Hepworth’s piece “The absurdity of the rock star” reviews the impact of the 1984 rockumentary “This is Spinal Tap.” He remarks that rock had been parodied before by older funnymen like Phil Silvers and Peter Sellers “who didn’t really understand what they were spoofing, but the difference this time is that Christopher Guest, Michael McKean and Harry Shearer knew whereof they spoke. They slid in the stiletto with loving tenderness. They revealed the overarching truth of what was now a rock industry: It relies on the audience’s willing suspension of disbelief. Once you have seen the world of rock through the lens of ‘Spinal Tap,’ the standard bunch of rock demigods are instantly revealed before you as middle-aged men in unsuitable trousers.”
Here is Hepworth’s take on the pre-fabricated lack of spontaneity that characterized 1990-era Madonna in “Rock star as celeb”: “The Blonde Ambition World Tour was what a generation raised on MTV had come to expect of a live show, which was a very big, very loud multimedia assault. It was an experience that was so beholden to click tracks, autocue machines, and technological whizzbangs that nothing could stand in its way or alter one step or one word from night to night. The performers were elements in a production rather than autonomous individuals who might at any stage stop what they were doing and change their mind.”
Kurt Cobain, Hepworth believes, qualifies as “the last rock star,” if only because his death affected his generation of fans as much as, if not more than, Buddy Holly’s death did to ’50s fans. “Nirvana’s second album, ‘Nevermind,’ which had been released in 1991, did something more for Generation X than other, better-known albums had done for their parents,” wrote Hepworth. In the note Cobain wrote before shooting himself in 1994, he quoted Neil Young’s “My My Hey Hey,” which insists, “It’s better to burn out than to fade away.” Hepworth concludes: “These aren’t just the words of someone who has fallen out of love with playing. These are the words of a man who has grown up with all his hopes and dreams invested in the single purpose of becoming a rock star…and has found that he simply can’t live up to the demands of the role in which he has cast himself.”

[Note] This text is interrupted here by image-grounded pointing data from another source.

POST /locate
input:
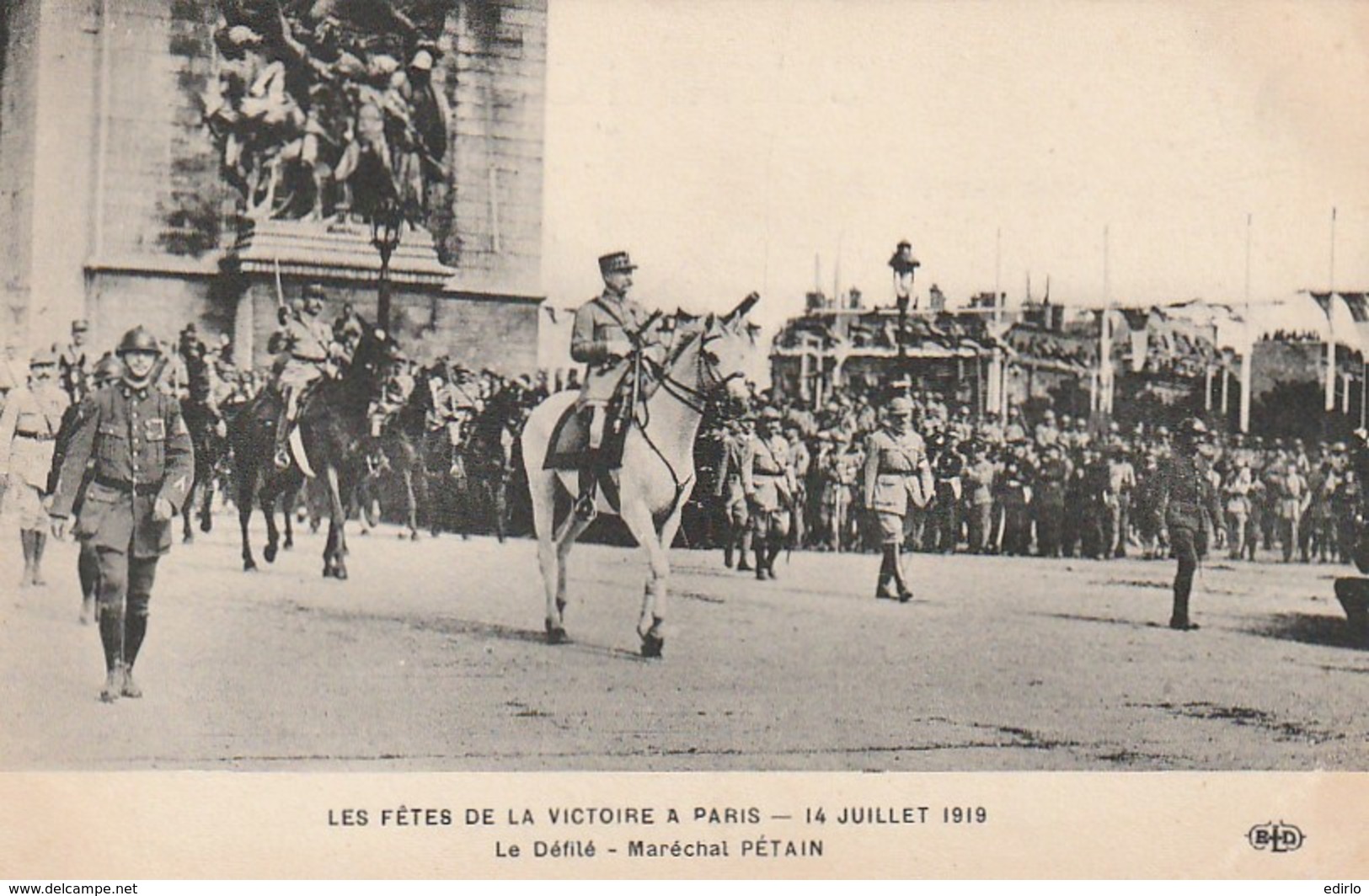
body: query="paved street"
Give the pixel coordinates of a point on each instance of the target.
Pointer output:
(431, 659)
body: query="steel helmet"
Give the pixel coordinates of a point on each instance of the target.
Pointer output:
(138, 339)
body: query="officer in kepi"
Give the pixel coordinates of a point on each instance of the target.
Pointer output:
(29, 429)
(602, 339)
(897, 475)
(1190, 508)
(142, 472)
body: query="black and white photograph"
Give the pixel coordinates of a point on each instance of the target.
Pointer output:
(655, 386)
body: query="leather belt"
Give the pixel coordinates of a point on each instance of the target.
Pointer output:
(118, 484)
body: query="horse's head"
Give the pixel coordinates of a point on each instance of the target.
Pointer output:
(376, 352)
(727, 348)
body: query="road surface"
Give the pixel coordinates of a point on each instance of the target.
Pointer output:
(431, 659)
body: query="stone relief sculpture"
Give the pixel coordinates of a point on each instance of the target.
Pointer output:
(328, 107)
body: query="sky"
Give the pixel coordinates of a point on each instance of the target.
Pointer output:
(1123, 149)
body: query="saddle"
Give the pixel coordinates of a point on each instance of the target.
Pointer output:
(570, 437)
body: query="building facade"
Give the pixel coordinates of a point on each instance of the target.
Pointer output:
(114, 208)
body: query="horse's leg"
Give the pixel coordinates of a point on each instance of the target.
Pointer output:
(639, 523)
(291, 501)
(543, 490)
(273, 535)
(207, 504)
(247, 486)
(411, 504)
(337, 520)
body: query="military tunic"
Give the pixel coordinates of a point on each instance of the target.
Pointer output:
(897, 475)
(29, 429)
(768, 482)
(597, 323)
(142, 451)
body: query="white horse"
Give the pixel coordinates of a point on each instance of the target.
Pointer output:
(657, 469)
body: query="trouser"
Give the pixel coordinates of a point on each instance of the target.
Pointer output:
(770, 530)
(946, 521)
(1049, 517)
(1185, 543)
(981, 520)
(1237, 532)
(1119, 525)
(1288, 536)
(125, 589)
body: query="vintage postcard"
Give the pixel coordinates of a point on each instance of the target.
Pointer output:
(634, 438)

Finally, there is Hepworth’s view on how things are today, and why there are no rock stars anymore, or at least, none in the traditional/original sense of that term: “Because there are fewer and fewer places to play, and the audience now has too many options to be willing to put up with an evening’s entertainment from somebody who is only just learning their trade, it’s harder and harder for people to establish the balance between entertainment and invention. It’s never been easy to make it, and it still isn’t. You no longer need a record company to make a record, but you might need the record company’s money to make you a (rock) star.”
I heartily recommend this book. An excellent read.